Saturday, August 15, 2015

What's a Bargain?

I have been studying this term bargaining or bargain, which I first began making note of as I read through Civil War documents. Since then, I have been noticing it elsewhere. I noticed it last summer in Gone with the Wind though I cannot find the reference at the moment, something about Gerald, Scarlett's father, not wanting to spend his life bargaining. I suppose in this context bargaining is an ungentlemanly act. Bargaining is better left to merchants, whose livelihood depends on buying and selling at a reasonable price.

I have a second example of the practice; it comes from this summer's reading of Tolstoy's Anna Karenina. Darya's wayward husband, whom she sometimes allows herself to call Stiva, is selling off a piece of her property to a Ryabinin, who is actually taking advantage, getting the property at a steal. Stiva's friend Levin advises him not to sell at the agreed-upon price; Levin even offers to buy the land himself. It is timberland, and Levin informs Stiva, otherwise known as Stepan Oblonsky, that because so it is worth many times what he is getting for it. The correct procedure for determining price of such land is, according to Levin, to count the trees. Needless to say, that would be tedious work, and Stiva--who spends much of his time philandering and otherwise enjoying a life of good food, women, and wine--doesn't have time to count trees.

In Levin's own words, there is a difference between bargaining and haggling. With the latter, one continues bargaining after the deal is done. Oblonsky would not haggle. I suppose his word meant something, his character and reputation as well. He says, "I've given my word, you know." Apparently, one's word was everything.

I had an aged cousin tell me once that this is how it was as well in the South, in northwest Mississippi. If someone, white or black, gave their word, you could count on it. For instance, if a white man said he'd sell a black a piece of land, the white would not go back on his word because of the interference of others who might like to influence the deal one way or another rather as Levin tries to do in the novel. Maybe this is just my cousin's opinion. I don't know. I do know that fair dealing between whites and blacks in the past runs contrary to popular belief, which is that whites would not have had the wherewithal or integrity to sell to blacks or to deal fairly with them in the first place. One of the reasons I'm investigating traditional business behavior is to see if business ethics in the South encouraged a transcendence of race. I feel naive in even asking this question given all that I have been told about black life in the Old South, but, as a scholar, I have to ask and investigate rather than assume.

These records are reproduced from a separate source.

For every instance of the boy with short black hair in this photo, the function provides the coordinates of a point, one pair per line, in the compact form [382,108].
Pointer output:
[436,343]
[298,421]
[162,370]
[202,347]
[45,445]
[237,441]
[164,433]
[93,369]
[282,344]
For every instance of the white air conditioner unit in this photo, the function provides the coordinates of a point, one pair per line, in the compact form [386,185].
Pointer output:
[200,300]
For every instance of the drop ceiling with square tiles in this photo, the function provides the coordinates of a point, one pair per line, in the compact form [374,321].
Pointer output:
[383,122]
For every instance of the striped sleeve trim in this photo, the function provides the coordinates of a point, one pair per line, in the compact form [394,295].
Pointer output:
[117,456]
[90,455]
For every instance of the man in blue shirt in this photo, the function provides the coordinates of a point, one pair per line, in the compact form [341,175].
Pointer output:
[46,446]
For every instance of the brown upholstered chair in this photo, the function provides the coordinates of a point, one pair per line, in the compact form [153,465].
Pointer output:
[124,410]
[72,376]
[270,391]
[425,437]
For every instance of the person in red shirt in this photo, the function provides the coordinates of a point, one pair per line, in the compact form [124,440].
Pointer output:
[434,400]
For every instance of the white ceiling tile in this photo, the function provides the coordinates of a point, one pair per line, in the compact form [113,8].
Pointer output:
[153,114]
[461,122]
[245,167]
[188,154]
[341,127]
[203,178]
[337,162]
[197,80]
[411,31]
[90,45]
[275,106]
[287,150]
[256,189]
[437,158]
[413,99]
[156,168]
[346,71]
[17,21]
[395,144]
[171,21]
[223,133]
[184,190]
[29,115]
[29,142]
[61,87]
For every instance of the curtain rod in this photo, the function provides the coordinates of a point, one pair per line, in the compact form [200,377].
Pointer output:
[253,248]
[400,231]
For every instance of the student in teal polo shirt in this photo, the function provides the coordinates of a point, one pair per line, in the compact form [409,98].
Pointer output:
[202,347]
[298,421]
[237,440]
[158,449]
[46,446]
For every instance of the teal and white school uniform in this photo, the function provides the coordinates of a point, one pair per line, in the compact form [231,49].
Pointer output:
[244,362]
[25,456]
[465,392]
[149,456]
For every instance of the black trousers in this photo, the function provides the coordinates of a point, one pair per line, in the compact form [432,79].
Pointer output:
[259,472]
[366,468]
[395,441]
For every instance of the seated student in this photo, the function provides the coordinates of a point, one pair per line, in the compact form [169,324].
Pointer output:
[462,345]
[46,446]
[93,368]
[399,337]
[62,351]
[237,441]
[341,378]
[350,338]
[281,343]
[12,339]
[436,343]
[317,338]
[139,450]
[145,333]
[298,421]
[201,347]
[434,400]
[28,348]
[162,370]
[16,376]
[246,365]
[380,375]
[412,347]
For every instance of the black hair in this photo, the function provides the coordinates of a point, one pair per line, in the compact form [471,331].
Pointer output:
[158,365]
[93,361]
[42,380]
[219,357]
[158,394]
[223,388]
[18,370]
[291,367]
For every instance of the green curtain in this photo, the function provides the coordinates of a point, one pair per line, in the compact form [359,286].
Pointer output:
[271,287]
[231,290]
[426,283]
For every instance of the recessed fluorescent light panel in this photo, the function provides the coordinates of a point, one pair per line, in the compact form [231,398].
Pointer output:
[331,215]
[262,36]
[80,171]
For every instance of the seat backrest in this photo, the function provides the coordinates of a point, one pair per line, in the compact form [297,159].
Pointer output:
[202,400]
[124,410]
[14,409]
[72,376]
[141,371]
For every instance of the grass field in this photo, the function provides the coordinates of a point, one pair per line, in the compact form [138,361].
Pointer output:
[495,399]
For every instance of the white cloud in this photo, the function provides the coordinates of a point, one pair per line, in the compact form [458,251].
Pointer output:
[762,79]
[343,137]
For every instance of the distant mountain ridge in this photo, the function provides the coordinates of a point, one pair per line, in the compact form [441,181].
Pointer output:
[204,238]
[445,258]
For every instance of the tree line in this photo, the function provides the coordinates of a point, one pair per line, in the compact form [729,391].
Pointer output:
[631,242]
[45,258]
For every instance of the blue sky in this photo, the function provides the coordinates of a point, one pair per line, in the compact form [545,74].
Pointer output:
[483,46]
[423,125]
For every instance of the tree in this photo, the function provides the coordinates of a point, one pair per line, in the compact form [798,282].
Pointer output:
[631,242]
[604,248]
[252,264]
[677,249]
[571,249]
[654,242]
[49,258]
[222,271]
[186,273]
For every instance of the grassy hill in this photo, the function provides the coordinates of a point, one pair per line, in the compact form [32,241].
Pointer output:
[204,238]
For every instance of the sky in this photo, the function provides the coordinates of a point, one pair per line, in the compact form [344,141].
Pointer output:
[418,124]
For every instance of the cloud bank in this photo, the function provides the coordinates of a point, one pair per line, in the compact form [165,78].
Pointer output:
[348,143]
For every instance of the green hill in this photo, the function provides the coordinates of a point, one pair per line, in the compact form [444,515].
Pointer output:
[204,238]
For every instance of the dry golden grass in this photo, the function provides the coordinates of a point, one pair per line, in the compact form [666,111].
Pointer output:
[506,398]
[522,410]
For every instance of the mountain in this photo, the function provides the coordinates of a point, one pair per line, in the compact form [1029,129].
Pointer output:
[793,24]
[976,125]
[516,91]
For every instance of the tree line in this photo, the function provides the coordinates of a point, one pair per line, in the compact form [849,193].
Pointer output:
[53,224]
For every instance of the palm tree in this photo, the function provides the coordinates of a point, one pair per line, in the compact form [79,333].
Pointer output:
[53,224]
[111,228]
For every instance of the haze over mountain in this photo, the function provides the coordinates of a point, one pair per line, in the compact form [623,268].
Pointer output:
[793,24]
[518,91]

Why besides humanity would a white, say, during the Reconstruction era or the Jim Crow era, bargain fairly with a black? Did standards and practices of gentlemanly behavior always or ever extend to blacks? Again, were business people compelled by some ethic to deal fair and square and to stand by a word given, a promise, a deal? My guess is yes, for I believe I have gathered much proof of this in my many documents relating to my own family's land purchases. I also have an opportunity to witness indirectly business deals of an acquaintance who lives in the South today. I notice that he employs the same language of the past. The other day he spoke of the standard "fair and square." I think this phrase, which my father used often undoubtedly influenced by his father who conducted much business in Mississippi, means on the up and up--honest dealing. I am intrigued by the association of the social term fairness with a geometric term square. The latter gives the former a visual and physical aspect. Fairness is exact. Fairness can be measured and seen. It is not asymmetrical or uneven. Maybe our ancestors, both black and white ones, believed that bad dealing, unevenness, would haunt them, that they would have, through bad dealing, set up bad karma.

Likewise, close dealing too can be frowned upon though shrewdness is sometimes admired. Ryabinin says of Stepan's advisor, "Very close about money is Konstantin Dimitrievitch...there's positively no dealing with him." Ryabinin claims for instance that he offered Konstantin, also known as Levin, a pretty price for some wheat. In this case, it seems that a good deal to Ryabinin is the offer of what he may consider a fair price but one that his rival may consider too low. One key to dealing obviously is to know what one's goods or one's labor is worth. I am studying also a colored hauler from the Civil War era. He claims to have made fifty dollars per bale of cotton hauled to Memphis. He said that he'd haul for anyone who paid his price. I would assume that plenty did, which says to me that he knew what a fair price was for the job. Another black, enlisted, wrote home to his wife that he could have made more money outside the service using honest, close trading. His words too suggest knowledge of business etiquette, and they imply that a black skilled in dealing could play the game.